I've been using it in Fedora since they switched to it as the default FS. I have not done anything special. I am not trying anything fancy except compress-force=zstd:1. Seems good to me!

[–] GnuLinuxDude@lemmy.ml 56 points 2 years ago (11 children)

But Wednesday’s move to significantly bump prices, marked an acknowledgment by Iger of the media giant’s intent to squeeze more revenue out of streaming by pushing consumers to the advertising-supported plans, which have proven to be more profitable.

“The advertising marketplace for streaming is picking up,” Iger told investors on the quarterly earnings call. “It’s more healthy than the advertising marketplace for linear television. We believe in the future of advertising on our streaming platforms, both Disney+ and Hulu.”

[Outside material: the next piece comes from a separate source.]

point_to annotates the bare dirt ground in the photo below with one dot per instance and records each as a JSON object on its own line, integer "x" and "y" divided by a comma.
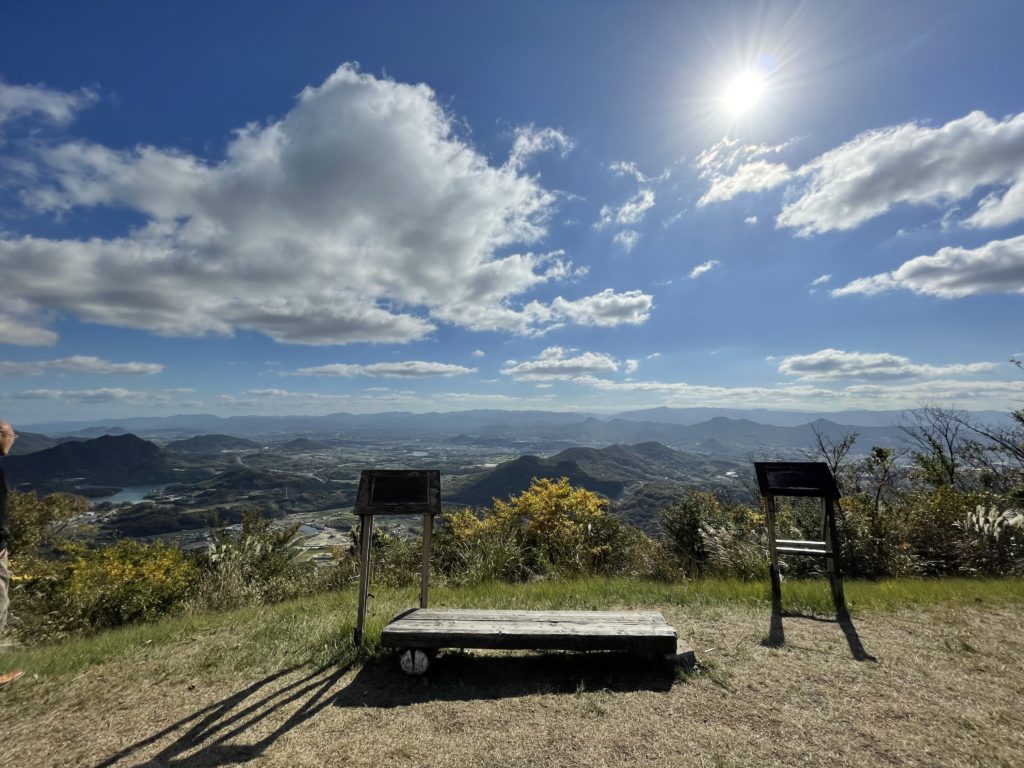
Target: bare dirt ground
{"x": 935, "y": 687}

This is extremely important for them. Netflix's excellent deal for most of its streaming existence was obviously a thorn in the side of many other businesses. Even if streaming services can get you to pay an exorbitant amount of money on an ad-free tier, advertisers are frothing for the chance to advertise to you regardless. They want you to see their ads so badly. And let's not forget all the big tech companies, Netflix included, were riding high during the free money days of 0% interest loans. Those days are over, and the bill is due. Wall Street wants its money. And we are all the ones who have to pay up. Cheap streaming is officially over.

This is why these companies, including Netflix, have all introduced ad tiers. Not only is it a great way for them to juice their revenue streams, but also every other company wants a permanent residence in your brain, and then some. Given the way things have been going since duo-eras of the COVID pandemic and corporate profit-based inflation, they don't even need to collude on prices. All the execs need to do is look at the business press and say, "Hey, they're getting away with increased prices and password sharing crackdowns. We can do the same thing. The pay pigs keep paying!"